Members of the public are invited to use the project app on their iPhone, iPad or any digital recorder to record short audio clips from different environments - such as a local park or a street - and upload them to add to the soundscape map with their opinion on how it makes them feel and why they recorded it.
Just head to the website on an Apple device and click the iSAY app link or search for “isay” from the app store.
The study aims to get a better understanding of what gives a place 'character' and how opinions and attitudes to sound environments vary.
PhD student Charlie Mydlarz, who is leading the study, explains: "We're asking people to record the sound of any environment they choose, and that includes both public and private spaces, so recordings could capture anything from a family car journey to a busy shopping centre.
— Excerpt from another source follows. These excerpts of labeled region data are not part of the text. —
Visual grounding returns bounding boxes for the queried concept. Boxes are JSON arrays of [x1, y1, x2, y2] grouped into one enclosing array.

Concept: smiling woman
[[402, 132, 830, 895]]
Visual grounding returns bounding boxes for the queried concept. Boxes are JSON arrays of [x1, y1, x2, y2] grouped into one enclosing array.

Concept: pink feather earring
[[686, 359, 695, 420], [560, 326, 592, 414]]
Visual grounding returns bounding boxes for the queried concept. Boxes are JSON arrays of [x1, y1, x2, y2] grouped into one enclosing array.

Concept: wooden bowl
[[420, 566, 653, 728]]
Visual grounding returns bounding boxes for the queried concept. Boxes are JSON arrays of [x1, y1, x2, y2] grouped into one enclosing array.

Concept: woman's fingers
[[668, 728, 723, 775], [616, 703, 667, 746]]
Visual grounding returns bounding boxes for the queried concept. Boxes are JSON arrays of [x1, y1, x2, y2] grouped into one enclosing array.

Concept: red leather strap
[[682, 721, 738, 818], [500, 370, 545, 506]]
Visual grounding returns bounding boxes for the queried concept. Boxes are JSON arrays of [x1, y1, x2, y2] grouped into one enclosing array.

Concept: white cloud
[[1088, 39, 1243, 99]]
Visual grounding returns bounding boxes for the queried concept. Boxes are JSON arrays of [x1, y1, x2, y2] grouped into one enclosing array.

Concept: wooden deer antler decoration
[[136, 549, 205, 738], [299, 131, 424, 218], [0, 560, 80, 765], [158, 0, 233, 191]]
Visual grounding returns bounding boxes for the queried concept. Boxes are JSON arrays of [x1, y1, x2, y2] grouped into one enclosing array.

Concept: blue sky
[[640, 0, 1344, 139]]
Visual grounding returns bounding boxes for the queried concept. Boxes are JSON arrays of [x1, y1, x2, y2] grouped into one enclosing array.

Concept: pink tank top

"And by using everyday technology to get people involved, this has the potential to be the largest study of its kind. We'll be producing the first ever sound map purely for research purposes - the findings of which could have far reaching uses from psychological research to town planning."
While existing studies tend to focus on volume, with loud assumed noisy and undesirable and quiet as desirable, this study will investigate the idea that there is no such thing as 'noise', simply sound that is out-of-place or context.
For example, the sound of a busy street and shouting voices may be unpleasant and out-of-place in a quiet residential area but is an essential part of the 'atmosphere' and personality of a market.
Sound, especially in urban areas, is an increasingly important issue, as recent debates about potential noise levels from a third runway at Heathrow demonstrate. While there are many bodies concerned with how our environments look – how they sound has, until recently, often been overlooked.
With more people living in cities, urban areas being redesigned and new technologies such as electric or hybrid cars offering the potential for quieter streets, there is a need to reassess our understanding of 'noise'.
This sound map of Britain could be useful in a variety of ways, for example, for urban planners or people checking out an area ahead of buying a house.
In raising awareness of how our sound environment influences us, researchers hope that participants will embrace a new 'language of sound'. For example, rather than 'landmarks' and 'landscapes' we might describe distinctive features of our sound environment or 'soundscapes', as 'soundmarks' and value them as highly as an attractive country vista or dramatic urban skyline.